The alphabet is Σ = { a, b }. Indicate the number of processing steps for the given input string.
- G = { a*, a*|b, a|b* }, input string = aababb
NFA
The following is the result of applying Thompson's algorithm.
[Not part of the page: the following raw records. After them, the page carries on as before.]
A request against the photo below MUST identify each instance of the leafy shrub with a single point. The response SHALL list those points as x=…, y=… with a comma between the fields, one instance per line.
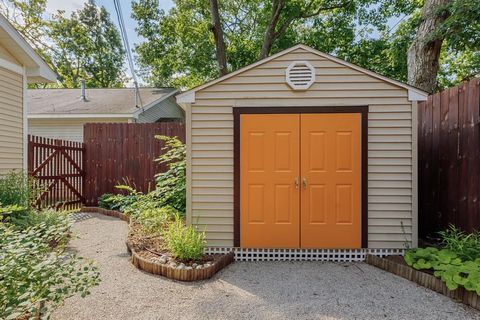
x=34, y=279
x=154, y=220
x=466, y=246
x=48, y=217
x=17, y=189
x=448, y=266
x=184, y=242
x=171, y=185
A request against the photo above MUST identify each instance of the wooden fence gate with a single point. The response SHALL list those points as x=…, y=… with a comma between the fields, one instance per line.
x=58, y=167
x=449, y=159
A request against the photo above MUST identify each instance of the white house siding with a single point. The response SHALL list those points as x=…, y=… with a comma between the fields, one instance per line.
x=390, y=203
x=65, y=129
x=11, y=121
x=168, y=109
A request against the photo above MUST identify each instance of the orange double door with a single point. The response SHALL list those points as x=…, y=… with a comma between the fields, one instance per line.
x=300, y=180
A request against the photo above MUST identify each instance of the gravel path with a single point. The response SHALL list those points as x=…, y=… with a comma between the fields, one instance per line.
x=263, y=290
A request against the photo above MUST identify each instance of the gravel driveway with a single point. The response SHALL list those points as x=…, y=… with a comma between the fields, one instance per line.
x=262, y=290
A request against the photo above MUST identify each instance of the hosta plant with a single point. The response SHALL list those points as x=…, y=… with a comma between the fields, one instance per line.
x=184, y=242
x=36, y=276
x=448, y=266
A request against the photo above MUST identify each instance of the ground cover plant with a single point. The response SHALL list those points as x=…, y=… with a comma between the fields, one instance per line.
x=158, y=227
x=457, y=262
x=37, y=273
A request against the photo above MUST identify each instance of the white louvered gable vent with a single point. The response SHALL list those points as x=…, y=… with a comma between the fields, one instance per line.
x=300, y=75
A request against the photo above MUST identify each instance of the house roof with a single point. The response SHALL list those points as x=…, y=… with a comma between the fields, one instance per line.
x=115, y=102
x=413, y=93
x=36, y=68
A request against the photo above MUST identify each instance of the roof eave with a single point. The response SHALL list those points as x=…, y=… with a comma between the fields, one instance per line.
x=154, y=103
x=414, y=94
x=37, y=69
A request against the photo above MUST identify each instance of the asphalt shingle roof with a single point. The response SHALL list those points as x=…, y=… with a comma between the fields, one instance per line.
x=99, y=101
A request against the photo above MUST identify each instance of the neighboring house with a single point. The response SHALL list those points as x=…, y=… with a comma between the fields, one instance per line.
x=19, y=65
x=303, y=150
x=62, y=113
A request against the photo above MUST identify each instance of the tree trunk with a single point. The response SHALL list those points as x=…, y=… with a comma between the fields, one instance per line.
x=270, y=33
x=219, y=41
x=424, y=53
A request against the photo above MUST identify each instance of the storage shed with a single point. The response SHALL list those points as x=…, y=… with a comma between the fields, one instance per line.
x=303, y=150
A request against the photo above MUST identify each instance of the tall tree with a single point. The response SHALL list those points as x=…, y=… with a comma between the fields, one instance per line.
x=217, y=29
x=180, y=50
x=424, y=53
x=284, y=13
x=87, y=45
x=84, y=45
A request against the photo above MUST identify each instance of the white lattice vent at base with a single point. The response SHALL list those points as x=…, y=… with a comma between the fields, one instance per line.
x=334, y=255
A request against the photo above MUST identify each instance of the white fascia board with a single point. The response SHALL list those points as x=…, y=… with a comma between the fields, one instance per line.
x=42, y=74
x=44, y=70
x=154, y=103
x=80, y=116
x=189, y=96
x=11, y=66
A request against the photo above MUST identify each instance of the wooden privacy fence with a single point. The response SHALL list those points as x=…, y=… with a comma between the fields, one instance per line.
x=449, y=159
x=57, y=166
x=124, y=152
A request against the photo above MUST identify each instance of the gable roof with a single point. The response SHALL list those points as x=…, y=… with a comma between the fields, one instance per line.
x=413, y=93
x=115, y=102
x=37, y=70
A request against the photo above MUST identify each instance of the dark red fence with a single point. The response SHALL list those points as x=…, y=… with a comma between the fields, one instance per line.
x=58, y=167
x=124, y=153
x=449, y=159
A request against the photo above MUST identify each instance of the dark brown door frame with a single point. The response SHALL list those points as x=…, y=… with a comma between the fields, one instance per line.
x=237, y=111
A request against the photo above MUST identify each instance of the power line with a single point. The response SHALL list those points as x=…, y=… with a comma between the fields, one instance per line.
x=123, y=33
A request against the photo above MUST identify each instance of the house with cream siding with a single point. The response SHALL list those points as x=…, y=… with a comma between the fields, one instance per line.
x=303, y=151
x=19, y=65
x=62, y=113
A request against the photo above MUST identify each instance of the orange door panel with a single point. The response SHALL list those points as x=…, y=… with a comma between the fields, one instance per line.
x=269, y=169
x=331, y=180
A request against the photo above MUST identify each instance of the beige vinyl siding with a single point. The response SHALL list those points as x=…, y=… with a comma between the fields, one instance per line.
x=390, y=174
x=11, y=121
x=65, y=129
x=6, y=55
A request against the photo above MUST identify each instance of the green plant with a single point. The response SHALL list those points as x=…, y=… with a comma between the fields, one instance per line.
x=171, y=185
x=467, y=246
x=49, y=217
x=184, y=242
x=35, y=277
x=17, y=189
x=446, y=265
x=154, y=220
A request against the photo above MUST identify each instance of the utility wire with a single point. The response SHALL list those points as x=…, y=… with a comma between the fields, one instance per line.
x=123, y=33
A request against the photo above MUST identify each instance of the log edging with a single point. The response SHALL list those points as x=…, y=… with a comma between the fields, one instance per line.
x=469, y=298
x=180, y=274
x=164, y=269
x=110, y=213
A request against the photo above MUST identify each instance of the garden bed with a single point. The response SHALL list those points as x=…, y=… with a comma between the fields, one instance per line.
x=397, y=265
x=149, y=255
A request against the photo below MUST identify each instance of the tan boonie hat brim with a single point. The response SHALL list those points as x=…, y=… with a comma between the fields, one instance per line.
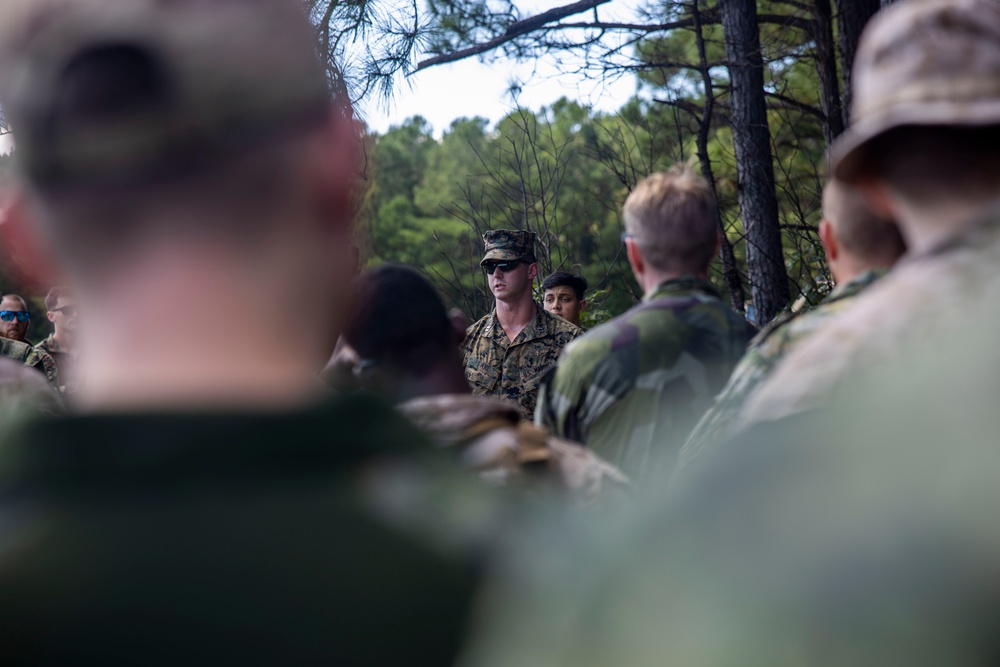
x=847, y=155
x=506, y=245
x=922, y=62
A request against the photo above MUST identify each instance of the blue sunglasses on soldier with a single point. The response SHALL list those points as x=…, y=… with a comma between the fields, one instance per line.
x=509, y=265
x=10, y=315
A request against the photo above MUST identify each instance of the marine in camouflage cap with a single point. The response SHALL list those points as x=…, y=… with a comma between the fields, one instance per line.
x=508, y=351
x=633, y=388
x=505, y=245
x=405, y=347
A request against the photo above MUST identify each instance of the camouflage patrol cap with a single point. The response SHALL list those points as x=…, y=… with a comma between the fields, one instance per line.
x=212, y=74
x=508, y=244
x=923, y=62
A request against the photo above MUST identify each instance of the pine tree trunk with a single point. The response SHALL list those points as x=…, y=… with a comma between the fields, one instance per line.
x=730, y=272
x=852, y=17
x=754, y=166
x=826, y=67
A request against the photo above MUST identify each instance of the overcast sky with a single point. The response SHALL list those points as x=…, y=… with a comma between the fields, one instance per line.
x=469, y=88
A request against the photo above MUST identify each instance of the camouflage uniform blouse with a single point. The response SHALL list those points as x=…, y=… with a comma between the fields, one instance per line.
x=633, y=388
x=766, y=351
x=32, y=357
x=495, y=366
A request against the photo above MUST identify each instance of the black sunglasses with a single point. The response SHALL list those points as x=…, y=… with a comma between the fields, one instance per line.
x=9, y=315
x=490, y=267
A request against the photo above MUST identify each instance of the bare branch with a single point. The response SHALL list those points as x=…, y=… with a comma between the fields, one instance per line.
x=515, y=30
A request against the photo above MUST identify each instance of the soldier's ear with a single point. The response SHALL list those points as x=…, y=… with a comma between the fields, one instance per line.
x=459, y=324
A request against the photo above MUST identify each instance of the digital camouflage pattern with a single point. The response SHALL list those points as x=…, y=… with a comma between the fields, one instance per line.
x=491, y=438
x=32, y=357
x=766, y=350
x=513, y=370
x=21, y=388
x=65, y=364
x=912, y=304
x=633, y=388
x=508, y=244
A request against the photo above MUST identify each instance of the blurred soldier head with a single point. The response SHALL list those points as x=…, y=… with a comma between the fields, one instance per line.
x=405, y=339
x=510, y=263
x=855, y=238
x=926, y=116
x=191, y=169
x=563, y=295
x=14, y=318
x=670, y=227
x=61, y=307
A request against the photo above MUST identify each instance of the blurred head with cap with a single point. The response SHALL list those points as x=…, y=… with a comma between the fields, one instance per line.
x=191, y=169
x=926, y=115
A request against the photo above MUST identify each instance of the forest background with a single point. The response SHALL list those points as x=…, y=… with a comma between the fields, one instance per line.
x=750, y=94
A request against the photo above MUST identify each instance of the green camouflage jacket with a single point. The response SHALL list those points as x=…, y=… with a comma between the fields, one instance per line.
x=634, y=387
x=65, y=364
x=31, y=357
x=490, y=438
x=768, y=348
x=495, y=366
x=237, y=537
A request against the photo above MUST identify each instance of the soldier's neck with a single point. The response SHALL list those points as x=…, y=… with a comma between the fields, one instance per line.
x=514, y=316
x=64, y=341
x=202, y=338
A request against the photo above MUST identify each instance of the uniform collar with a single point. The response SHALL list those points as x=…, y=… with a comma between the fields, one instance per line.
x=855, y=284
x=683, y=286
x=536, y=328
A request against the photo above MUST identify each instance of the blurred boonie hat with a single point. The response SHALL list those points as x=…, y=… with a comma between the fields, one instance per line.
x=205, y=76
x=504, y=245
x=922, y=62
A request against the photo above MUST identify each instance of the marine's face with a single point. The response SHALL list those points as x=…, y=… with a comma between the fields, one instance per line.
x=513, y=283
x=14, y=329
x=64, y=315
x=561, y=300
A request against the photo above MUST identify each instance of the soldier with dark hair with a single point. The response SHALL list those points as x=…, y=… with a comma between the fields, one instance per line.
x=407, y=348
x=15, y=318
x=862, y=530
x=14, y=321
x=633, y=388
x=563, y=295
x=209, y=504
x=508, y=351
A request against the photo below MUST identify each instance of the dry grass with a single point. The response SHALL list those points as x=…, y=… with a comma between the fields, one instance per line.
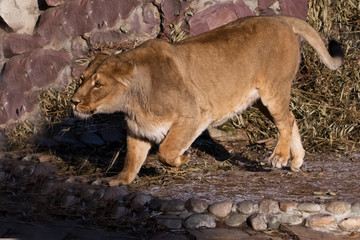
x=326, y=103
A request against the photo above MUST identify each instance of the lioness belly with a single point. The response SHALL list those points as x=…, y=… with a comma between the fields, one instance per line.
x=246, y=102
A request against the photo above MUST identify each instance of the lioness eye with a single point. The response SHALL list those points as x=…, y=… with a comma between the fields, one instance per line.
x=97, y=85
x=81, y=79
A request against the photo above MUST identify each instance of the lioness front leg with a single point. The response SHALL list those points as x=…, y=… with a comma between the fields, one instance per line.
x=137, y=150
x=179, y=138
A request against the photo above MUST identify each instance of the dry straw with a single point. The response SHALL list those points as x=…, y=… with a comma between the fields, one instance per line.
x=326, y=103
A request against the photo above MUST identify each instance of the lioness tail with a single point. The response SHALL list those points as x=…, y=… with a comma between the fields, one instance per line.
x=332, y=57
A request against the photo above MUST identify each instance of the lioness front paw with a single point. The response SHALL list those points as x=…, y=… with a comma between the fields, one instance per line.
x=120, y=179
x=278, y=160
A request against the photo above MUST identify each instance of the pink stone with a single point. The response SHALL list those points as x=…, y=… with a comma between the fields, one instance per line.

State 4 recognizes the first expression (token T1); state 12 recognizes token T2; and state 20 recognizes token T3.
<graph> digraph nfa {
{ node [shape=circle style=invis] s }
rankdir=LR; ratio=0.5
node [shape=doublecircle,fixedsize=true,width=0.2,fontsize=10]; 4 12 20
node [shape=circle,fixedsize=true,width=0.2,fontsize=10];
s -> 0
0 -> 1 1 -> 2 1 -> 4 2 -> 3 [label="a",fontsize=10] 3 -> 2 3 -> 4
0 -> 5 5 -> 6 5 -> 10 6 -> 7 6 -> 9 7 -> 8 [label="a",fontsize=10] 8 -> 7 8 -> 9 9 -> 12 10 -> 11 [label="b",fontsize=10] 11 -> 12
0 -> 13 13 -> 14 13 -> 16 14 -> 15 [label="a",fontsize=10] 15 -> 20 16 -> 17 16 -> 19 17 -> 18 [label="b",fontsize=10] 18 -> 17 18 -> 19 19 -> 20 fontsize=10
} </graph>
DFA
Determination table for the above NFA:
| In | α∈Σ | move(In, α) | ε-closure(move(In, α)) | In+1 = ε-closure(move(In, α)) |
|---|---|---|---|---|
| - | - | 0 | 0, 1, 2, 4, 5, 6, 7, 9, 10, 12, 13, 14, 16, 17, 19, 20 | 0 (T1) |
| 0 | a | 3, 8, 15 | 2, 3, 4, 7, 8, 9, 12, 15, 20 | 1 (T1) |
| 0 | b | 11, 18 | 11, 12, 17, 18, 19, 20 | 2 (T2) |
| 1 | a | 3, 8 | 2, 3, 4, 7, 8, 9, 12 | 3 (T1) |
| 1 | b | - | - | - |
| 2 | a | - | - | - |
| 2 | b | 18 | 17, 18, 19, 20 | 4 (T3) |
| 3 | a | 3, 8 | 2, 3, 4, 7, 8, 9, 12 | 3 (T1) |
| 3 | b | - | - | - |
| 4 | a | - | - | - |
| 4 | b | 18 | 17, 18, 19, 20 | 4 (T3) |
Graphically, the DFA is represented as follows:
<graph> digraph dfa {
{ node [shape=circle style=invis] s }
rankdir=LR; ratio=0.5
node [shape=doublecircle,fixedsize=true,width=0.2,fontsize=10]; 0 1 2 3 4
node [shape=circle,fixedsize=true,width=0.2,fontsize=10];
s -> 0
0 -> 1 [label="a",fontsize=10]
0 -> 2 [label="b",fontsize=10]
1 -> 3 [label="a",fontsize=10]
2 -> 4 [label="b",fontsize=10]
3 -> 3 [label="a",fontsize=10]
4 -> 4 [label="b",fontsize=10]
fontsize=10
} </graph>
The minimization tree is as follows. Note that before considering transition behavior, states are split according to the token they recognize.
<graph> digraph mintree {
node [shape=none,fixedsize=true,width=0.3,fontsize=10]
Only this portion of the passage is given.